Senators voted 29-17 to reverse Hogan's veto of a bill that forces him to publicly rate and rank transportation projects before deciding which ones should be included in the state budget.
The vote was exactly the number needed for an override and came after a few minutes of confusion when Sen. Jamie Raskin -- who Democrats needed to reach 29 votes -- was missing from the chamber. Senate President Thomas V. Mike Miller appeared to only realize he was missing Raskin's 29th vote when he called for the vote and the tally board lit up with green and red lights.
Democrats bought time for Raskin to return by taking turns explaining their vote. Miller ordered the ringing of loud bells that often ring in parts of the State House and Senate office building to signal that senators should be in the chamber.
When Raskin arrived with a sheepish grin, some senators cheered and Miller called the final vote.
Raskin later said that he had been summoned to the governor's office to talk with Hogan about redistricting reform -- a common area of interest between the liberal lawmaker and the conservative governor.
During a brief debate before the vote, Republicans said the requirements of the transportation scoring bill will mean that more money will be funneled to mass transit projects instead of road projects.
Sen. J.B. Jennings, the Senate minority leader, questioned what would happen to projects already in the pipeline. "It's going to stop everything and they're going to have to re-score," said Jennings, who represents parts of Harford and Baltimore counties.
Sen. Robert G. Cassilly, a Republican from Harford County, said the current process already involves plenty of public discussion and evaluation of the effects on the environment, schools, pedestrians and other factors. The transportation bill pushed by Democrats "in fact removes the transparency," he said.
Democrats remained firm that the transportation scoring bill will improve the process of picking which projects get money. Sen. Bill Ferguson, a Baltimore Democrat, said the scoring process required in the bill will be "fair and objective."
When Hogan vetoed the bill last week, he said it "has the potential to once again put Maryland roads and highways on a path of neglect and underinvestment. I would be defaulting on my vow to Marylanders if I did not make every effort to resist passage of the bill."
After the override, a spokeswoman for Hogan continued to blast the bill.

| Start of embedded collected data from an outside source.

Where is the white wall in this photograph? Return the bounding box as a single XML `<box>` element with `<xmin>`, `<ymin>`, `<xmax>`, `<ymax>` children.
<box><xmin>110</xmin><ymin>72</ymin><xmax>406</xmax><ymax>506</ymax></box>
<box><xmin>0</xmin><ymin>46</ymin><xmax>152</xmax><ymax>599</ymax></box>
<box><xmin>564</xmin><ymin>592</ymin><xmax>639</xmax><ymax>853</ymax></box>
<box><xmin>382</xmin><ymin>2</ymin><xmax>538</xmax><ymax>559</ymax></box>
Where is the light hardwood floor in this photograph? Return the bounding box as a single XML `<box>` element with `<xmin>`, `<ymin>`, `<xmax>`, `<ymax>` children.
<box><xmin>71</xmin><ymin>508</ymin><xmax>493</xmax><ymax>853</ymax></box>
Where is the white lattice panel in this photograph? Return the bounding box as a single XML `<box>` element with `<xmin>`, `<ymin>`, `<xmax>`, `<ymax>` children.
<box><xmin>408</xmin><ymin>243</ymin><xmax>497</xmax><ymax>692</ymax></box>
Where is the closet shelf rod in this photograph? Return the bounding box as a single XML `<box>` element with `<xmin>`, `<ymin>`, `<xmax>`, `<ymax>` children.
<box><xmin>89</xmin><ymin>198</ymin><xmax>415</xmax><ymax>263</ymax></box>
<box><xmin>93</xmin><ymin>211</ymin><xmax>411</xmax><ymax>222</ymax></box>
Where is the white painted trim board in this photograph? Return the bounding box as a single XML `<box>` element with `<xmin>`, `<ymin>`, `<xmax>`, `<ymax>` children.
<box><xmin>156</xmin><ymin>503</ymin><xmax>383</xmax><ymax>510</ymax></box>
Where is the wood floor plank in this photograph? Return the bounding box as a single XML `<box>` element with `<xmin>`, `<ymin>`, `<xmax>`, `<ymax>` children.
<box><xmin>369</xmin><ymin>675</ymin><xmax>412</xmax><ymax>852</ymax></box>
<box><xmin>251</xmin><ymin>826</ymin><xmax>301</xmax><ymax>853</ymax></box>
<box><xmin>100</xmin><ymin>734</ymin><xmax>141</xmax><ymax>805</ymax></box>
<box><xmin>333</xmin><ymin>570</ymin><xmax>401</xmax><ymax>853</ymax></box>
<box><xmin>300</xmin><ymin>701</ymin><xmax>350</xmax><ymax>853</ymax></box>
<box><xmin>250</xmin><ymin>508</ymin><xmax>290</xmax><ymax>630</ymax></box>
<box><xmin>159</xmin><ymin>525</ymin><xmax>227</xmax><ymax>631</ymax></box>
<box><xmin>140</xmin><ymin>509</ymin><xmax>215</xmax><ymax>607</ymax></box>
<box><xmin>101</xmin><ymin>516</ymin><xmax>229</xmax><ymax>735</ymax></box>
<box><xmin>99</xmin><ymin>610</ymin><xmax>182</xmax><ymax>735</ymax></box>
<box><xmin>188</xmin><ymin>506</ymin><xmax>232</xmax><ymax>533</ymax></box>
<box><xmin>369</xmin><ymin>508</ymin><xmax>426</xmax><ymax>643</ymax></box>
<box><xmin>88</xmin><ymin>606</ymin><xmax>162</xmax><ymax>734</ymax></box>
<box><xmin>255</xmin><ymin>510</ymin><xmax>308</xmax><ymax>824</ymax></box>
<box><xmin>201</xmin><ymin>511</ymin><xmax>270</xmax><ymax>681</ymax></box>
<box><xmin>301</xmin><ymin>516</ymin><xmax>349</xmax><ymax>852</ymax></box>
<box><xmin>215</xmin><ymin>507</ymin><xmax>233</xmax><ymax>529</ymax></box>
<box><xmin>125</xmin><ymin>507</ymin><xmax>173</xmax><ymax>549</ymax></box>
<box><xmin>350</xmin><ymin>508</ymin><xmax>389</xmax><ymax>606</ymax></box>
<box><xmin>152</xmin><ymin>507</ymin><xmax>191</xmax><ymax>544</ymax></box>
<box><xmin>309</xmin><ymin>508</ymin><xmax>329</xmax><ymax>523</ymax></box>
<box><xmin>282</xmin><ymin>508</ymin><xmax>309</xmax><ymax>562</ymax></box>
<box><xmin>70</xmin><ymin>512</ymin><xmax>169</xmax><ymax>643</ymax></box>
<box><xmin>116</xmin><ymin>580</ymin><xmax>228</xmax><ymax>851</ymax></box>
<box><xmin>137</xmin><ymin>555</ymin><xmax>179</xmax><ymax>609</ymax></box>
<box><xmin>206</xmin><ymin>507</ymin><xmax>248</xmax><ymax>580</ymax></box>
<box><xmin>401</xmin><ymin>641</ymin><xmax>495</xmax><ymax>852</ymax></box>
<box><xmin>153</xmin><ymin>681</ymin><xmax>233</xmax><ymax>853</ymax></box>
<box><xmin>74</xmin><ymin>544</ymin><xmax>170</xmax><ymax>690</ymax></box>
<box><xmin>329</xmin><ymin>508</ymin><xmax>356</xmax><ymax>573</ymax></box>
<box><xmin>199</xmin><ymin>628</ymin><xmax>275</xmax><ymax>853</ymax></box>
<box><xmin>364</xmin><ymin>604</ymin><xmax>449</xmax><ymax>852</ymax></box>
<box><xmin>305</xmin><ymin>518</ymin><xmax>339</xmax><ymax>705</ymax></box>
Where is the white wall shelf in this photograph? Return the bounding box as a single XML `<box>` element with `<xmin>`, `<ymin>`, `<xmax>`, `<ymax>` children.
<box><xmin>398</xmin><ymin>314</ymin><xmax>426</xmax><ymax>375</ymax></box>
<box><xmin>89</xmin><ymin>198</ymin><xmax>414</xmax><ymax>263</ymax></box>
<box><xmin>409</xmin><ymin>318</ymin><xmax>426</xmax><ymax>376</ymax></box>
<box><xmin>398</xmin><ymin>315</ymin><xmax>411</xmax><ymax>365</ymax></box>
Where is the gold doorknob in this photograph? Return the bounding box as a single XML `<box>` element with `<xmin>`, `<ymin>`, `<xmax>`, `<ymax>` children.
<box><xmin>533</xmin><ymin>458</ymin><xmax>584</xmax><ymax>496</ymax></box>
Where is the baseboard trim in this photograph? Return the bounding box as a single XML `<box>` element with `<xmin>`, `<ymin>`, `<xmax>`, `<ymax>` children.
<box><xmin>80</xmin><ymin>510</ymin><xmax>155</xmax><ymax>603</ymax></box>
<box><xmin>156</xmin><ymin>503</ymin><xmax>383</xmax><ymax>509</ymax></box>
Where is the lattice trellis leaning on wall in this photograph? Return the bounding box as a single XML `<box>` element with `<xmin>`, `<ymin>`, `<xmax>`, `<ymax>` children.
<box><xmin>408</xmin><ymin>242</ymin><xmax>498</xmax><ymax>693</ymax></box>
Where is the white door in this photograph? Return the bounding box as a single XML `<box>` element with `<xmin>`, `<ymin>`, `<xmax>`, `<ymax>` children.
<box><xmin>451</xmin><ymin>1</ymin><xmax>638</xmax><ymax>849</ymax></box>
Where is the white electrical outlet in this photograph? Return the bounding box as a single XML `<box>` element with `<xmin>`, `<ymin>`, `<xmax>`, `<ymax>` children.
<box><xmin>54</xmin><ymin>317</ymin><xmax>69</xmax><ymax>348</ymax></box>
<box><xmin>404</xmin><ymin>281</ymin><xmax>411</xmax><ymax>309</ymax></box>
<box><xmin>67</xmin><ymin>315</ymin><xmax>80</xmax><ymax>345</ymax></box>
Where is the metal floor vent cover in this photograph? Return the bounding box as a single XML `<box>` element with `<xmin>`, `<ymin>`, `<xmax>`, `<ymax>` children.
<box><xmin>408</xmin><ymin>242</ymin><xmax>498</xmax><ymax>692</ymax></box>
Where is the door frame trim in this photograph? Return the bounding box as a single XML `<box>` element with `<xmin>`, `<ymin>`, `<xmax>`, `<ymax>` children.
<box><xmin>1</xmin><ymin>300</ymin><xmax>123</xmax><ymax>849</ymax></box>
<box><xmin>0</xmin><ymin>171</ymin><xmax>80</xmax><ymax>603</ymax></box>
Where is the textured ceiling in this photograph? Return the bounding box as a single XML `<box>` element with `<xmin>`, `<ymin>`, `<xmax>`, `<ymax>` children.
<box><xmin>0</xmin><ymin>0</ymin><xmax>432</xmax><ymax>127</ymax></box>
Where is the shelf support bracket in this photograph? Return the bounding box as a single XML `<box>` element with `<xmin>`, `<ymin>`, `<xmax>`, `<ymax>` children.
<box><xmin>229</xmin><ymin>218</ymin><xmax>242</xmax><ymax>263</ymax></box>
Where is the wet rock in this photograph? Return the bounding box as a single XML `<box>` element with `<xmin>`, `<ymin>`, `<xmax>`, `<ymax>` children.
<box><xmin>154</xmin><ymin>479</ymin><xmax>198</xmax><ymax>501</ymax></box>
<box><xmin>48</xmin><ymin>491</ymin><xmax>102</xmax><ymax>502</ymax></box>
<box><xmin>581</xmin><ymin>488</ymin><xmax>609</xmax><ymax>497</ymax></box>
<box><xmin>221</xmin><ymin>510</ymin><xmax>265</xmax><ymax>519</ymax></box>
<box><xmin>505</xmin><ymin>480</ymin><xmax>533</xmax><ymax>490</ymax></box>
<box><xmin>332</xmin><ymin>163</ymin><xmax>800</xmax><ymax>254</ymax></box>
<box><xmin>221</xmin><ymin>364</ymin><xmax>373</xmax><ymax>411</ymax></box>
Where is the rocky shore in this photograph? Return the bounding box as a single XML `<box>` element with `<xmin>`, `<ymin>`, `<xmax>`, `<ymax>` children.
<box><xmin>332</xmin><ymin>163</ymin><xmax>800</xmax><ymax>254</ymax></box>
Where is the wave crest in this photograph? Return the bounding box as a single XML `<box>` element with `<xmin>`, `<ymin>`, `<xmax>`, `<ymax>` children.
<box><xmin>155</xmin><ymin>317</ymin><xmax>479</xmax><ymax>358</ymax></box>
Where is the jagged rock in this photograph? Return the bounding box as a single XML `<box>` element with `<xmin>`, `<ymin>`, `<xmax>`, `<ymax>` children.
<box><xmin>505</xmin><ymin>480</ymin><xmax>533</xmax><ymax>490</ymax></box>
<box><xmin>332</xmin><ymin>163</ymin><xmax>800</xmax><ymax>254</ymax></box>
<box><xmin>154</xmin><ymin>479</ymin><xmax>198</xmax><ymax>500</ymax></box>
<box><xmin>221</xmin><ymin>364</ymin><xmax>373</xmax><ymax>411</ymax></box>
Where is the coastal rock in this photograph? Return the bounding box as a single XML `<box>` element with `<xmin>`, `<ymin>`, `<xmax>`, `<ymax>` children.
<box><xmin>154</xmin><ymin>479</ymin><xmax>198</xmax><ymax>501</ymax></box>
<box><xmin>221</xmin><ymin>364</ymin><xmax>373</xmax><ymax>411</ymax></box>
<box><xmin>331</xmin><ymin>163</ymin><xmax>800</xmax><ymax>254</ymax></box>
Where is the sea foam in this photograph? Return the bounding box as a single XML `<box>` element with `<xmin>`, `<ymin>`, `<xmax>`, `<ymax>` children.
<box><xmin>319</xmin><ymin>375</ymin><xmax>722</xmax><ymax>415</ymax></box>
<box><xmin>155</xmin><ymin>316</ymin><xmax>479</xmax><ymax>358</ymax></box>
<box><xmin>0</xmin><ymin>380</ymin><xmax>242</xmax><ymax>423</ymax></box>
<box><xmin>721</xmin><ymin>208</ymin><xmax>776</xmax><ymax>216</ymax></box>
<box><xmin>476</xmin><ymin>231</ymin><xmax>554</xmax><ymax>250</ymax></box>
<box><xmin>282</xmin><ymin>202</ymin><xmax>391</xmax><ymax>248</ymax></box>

"The General Assembly's decision to add a thick and nasty layer of bureaucracy to the state's transportation decisions does nothing to move Maryland forward and only harms local government and hardworking taxpayers," spokeswoman Shareese Churchill said in a statement. "The only people celebrating this vote are out of touch legislators and the lobbyists who bent their arms."
The Senate also overrode Hogan's veto of a bill that changes the composition of the Anne Arundel School Board Nominating Commission, which recommends appointees to the governor for that county's school board. The override vote was 31-15.
Lawmakers have now reversed vetoes on eight bills since their annual 90-day session began in January. Six veto overrides came early in the session on bills that allow felons to vote as soon as they leave prison, make possession of marijuana paraphernalia a civil offense, change the rules for when police can seize property and money during investigations, allocate $2 million for the Maryland Hall for the Creative Arts in Annapolis and change how certain hotel taxes are collected.